Qualche settimana fa, davanti a un’altra forma di minaccia diretta contro il nostro vivere insieme, abbiamo dimostrato di avere uno spirito di resistenza nato dal profondo e che ha stupito il mondo. Certo, i fatti non sono paragonabili. E non è possibile mettere sullo stesso piano il nichilismo sterminatore degli jihadisti che uccidono come si disboscano le foreste e la squallida passione di apprendisti stregoni che, rovesciando le forme della Repubblica contro il suo spirito e la sua storia, progettano di revocare le nostre tradizioni di ospitalità, la libertà di creazione dei nostri artisti e quei diritti delle donne così faticosamente conquistati. Ma ci sono qui due fenomeni che si corrispondono. C’è un odio giovane e un odio stantio che, apparentemente agli antipodi, si guardano allo specchio, si rafforzano e si coniugano al fine di sconvolgere la nostra forma di contratto sociale e di far insorgere i francesi gli uni contro gli altri.
Gli attentati di gennaio, poi quelli di novembre, hanno provocato un soprassalto di unità nazionale che ci riporta alle ore più ricche della nostra storia. Ebbene, al pesante voto di domenica deve corrispondere una stessa reazione di unità e di rifiuto. All’odio espresso nelle urne, occorre replicare con uguale vigore che all’odio espresso nel sangue. E le stesse persone che, a milioni, hanno detto no al terrorismo e alle bandiere nere, ora devono dire no a coloro che alterano lo spirito delle leggi, giocano con il tricolore e lo usurpano, agli unici dirigenti politici che, sia detto en passant, l’11 gennaio scorso, all’indomani dei massacri di Charlie Hebdo e dell’Hyper Kasher, rifiutarono di unirsi all’ondata umana che scese nelle piazze per esprimere il proprio rifiuto della barbarie e il proprio amore per la Francia.
Concretamente, questo significa tre cose. Chi ama la Francia, uomini e donne di buona volontà che difendono lo spirito di tolleranza e dei tre motivi del motto repubblicano, devono essere molto più numerosi, domenica prossima, ad andare a votare. Sinistra e destra, in tale circostanza e provvisoriamente mescolati, dovranno avere, votando nelle regioni minacciate, una sola e unica preoccupazione: impedire a un manipolo di avventurieri, nemici del nostro sistema di sovranità e di cittadinanza, di accedere alle più alte funzioni locali. E i loro candidati devono, fin da oggi, esplorare e adottare le uniche due o tre formule (desistenza, fusione delle liste, fronte repubblicano, poco importa...) che consentiranno di sbarrare la strada a coloro che, due secoli dopo Voltaire, un secolo e mezzo dopo la proclamazione della Repubblica, credono di nuovo sia giunta la loro ora.
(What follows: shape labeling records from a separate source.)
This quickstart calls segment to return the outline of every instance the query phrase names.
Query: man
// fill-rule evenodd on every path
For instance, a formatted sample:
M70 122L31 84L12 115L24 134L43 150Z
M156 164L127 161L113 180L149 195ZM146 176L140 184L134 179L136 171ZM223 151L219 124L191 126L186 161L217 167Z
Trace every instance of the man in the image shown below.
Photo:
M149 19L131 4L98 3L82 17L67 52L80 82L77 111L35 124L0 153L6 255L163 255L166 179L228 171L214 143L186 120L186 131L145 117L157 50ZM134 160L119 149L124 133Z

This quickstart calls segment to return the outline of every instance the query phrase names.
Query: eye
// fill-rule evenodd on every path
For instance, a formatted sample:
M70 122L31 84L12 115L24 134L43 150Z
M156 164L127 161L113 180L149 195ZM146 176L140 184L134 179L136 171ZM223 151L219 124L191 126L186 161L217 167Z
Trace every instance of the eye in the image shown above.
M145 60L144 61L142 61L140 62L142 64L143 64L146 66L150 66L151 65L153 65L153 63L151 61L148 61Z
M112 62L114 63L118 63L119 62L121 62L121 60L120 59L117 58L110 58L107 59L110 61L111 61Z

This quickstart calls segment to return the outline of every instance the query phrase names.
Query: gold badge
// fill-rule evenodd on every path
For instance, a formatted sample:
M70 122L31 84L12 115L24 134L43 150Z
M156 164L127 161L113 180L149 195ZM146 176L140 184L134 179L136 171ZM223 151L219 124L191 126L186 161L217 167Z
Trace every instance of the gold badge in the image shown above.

Non c’è via d’uscita. Nessun ragionamento, fosse pure dottrinalmente giusto (la fusione significa confusione... il Front National si nutre della scomparsa del dibattito e del disaccordo politico...) conterà davanti all’urgenza (fare di tutto affinché il clan Le Pen non prenda in ostaggio, per esempio, i due poli, nord e sud, di una Francia scombussolata...). La responsabilità storica della sconfitta annunciata ricadrebbe, negli apparati come sul terreno, sugli uomini e le donne di scarsa coscienza che avessero sostenuto le loro ambizioni o passioni personali contro l’interesse generale.
La Francia, al termine del terribile anno che ha appena attraversato, merita qualcosa di più del disfattismo. Sarebbe penoso se, dopo essere coraggiosamente insorta contro il nemico esterno, dovesse cedere a un nemico interno che, anch’esso, a suo modo, sogna di vederla in ginocchio.